Der Menschenrechtskommissar des Europarates, Michael O’Flaherty, hat das Vorgehen deutscher Behörden gegen propalästinensische Proteste im Zusammenhang mit dem Gaza-Krieg scharf kritisiert. In einem Brief an Bundesinnenminister Alexander Dobrindt (CSU) warnt er vor schwerwiegenden Eingriffen in die Meinungs- und Versammlungsfreiheit.

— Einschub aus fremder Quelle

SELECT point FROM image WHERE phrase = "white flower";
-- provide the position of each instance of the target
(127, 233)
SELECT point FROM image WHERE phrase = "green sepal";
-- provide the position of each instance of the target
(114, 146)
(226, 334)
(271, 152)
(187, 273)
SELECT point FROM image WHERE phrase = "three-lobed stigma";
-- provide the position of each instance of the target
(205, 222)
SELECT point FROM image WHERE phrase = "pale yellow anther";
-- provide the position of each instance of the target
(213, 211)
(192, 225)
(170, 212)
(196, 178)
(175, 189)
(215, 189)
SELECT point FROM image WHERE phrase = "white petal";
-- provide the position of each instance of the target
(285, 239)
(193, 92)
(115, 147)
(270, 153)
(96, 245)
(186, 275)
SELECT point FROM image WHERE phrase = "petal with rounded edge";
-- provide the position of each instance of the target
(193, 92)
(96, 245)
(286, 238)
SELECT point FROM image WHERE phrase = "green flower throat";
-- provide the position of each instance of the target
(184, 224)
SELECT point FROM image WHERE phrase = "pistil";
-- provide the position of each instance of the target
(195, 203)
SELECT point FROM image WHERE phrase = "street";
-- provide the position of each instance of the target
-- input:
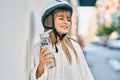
(103, 62)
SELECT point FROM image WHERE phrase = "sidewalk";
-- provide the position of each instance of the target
(99, 60)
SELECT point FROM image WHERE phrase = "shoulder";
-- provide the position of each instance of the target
(72, 40)
(68, 37)
(36, 48)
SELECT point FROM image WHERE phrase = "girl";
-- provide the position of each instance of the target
(69, 58)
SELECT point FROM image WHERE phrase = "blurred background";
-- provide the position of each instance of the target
(96, 26)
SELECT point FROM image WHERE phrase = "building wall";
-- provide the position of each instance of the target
(19, 30)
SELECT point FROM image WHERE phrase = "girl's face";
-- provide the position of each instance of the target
(62, 22)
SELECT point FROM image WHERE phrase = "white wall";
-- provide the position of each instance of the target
(16, 23)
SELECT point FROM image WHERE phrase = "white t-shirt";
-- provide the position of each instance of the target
(63, 70)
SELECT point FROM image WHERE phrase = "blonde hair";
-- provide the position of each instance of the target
(65, 42)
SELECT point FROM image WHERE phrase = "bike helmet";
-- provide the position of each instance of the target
(49, 9)
(52, 6)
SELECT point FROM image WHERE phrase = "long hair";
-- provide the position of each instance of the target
(65, 42)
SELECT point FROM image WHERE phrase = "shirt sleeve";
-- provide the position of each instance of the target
(83, 67)
(34, 65)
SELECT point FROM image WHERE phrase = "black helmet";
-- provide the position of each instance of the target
(53, 6)
(50, 8)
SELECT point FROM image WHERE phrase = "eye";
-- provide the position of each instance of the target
(69, 20)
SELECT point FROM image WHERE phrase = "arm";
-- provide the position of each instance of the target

Berichten zufolge sei es zu „exzessiver Gewalt“ der Polizei gegen Demonstranten gekommen, darunter auch gegen Minderjährige, die teilweise verletzt worden seien, schrieb O’Flaherty. Der Einsatz von Gewalt müsse rechtsstaatlichen Prinzipien wie Verhältnismäßigkeit, Legalität und Nichtdiskriminierung entsprechen. Auch habe es Verletzte gegeben. Einzelne Teilnehmer seien angeblich einer übermäßigen Online- und Präsenzüberwachung sowie willkürlichen Polizeikontrollen ausgesetzt gewesen. O’Flaherty forderte die deutsche Regierung auf, von jeglichen Maßnahmen abzusehen, die Menschen aufgrund ihrer politischen Meinung, Religion, Nationalität oder ihres Migrationsstatus diskriminieren.
Konkret bezog sich der Ire mit seiner Kritik etwa auf Demonstrationen in Berlin. In einigen Fällen wie bei einer Versammlung am 15. Mai dieses Jahres hätten die Behörden Proteste auf stationäre Versammlungen eingeschränkt. Seines Wissens werde zudem seit Februar 2025 die Verwendung der arabischen Sprache und kultureller Symbole bei Demos eingeschränkt.
Bei verschiedenen Demonstrationen kam es in der Vergangenheit teils zu gewalttätigen Ausschreitungen, sowohl Teilnehmer als auch Polizisten wurden verletzt. Bei einer Kundgebung am palästinensischen Nakba-Gedenktag kam es in Berlin etwa zu Tumulten und heftigen Rangeleien zwischen Demonstranten und Polizei. Teilnehmer bewarfen Polizisten mit Getränkedosen und anderen Gegenständen und bespritzten sie mit roter Farbe. Der Gedenktag am 15. Mai erinnert an Flucht und Vertreibung Hunderttausender Palästinenser im Zusammenhang mit der Staatsgründung Israels und dem ersten Nahostkrieg im Jahr 1948.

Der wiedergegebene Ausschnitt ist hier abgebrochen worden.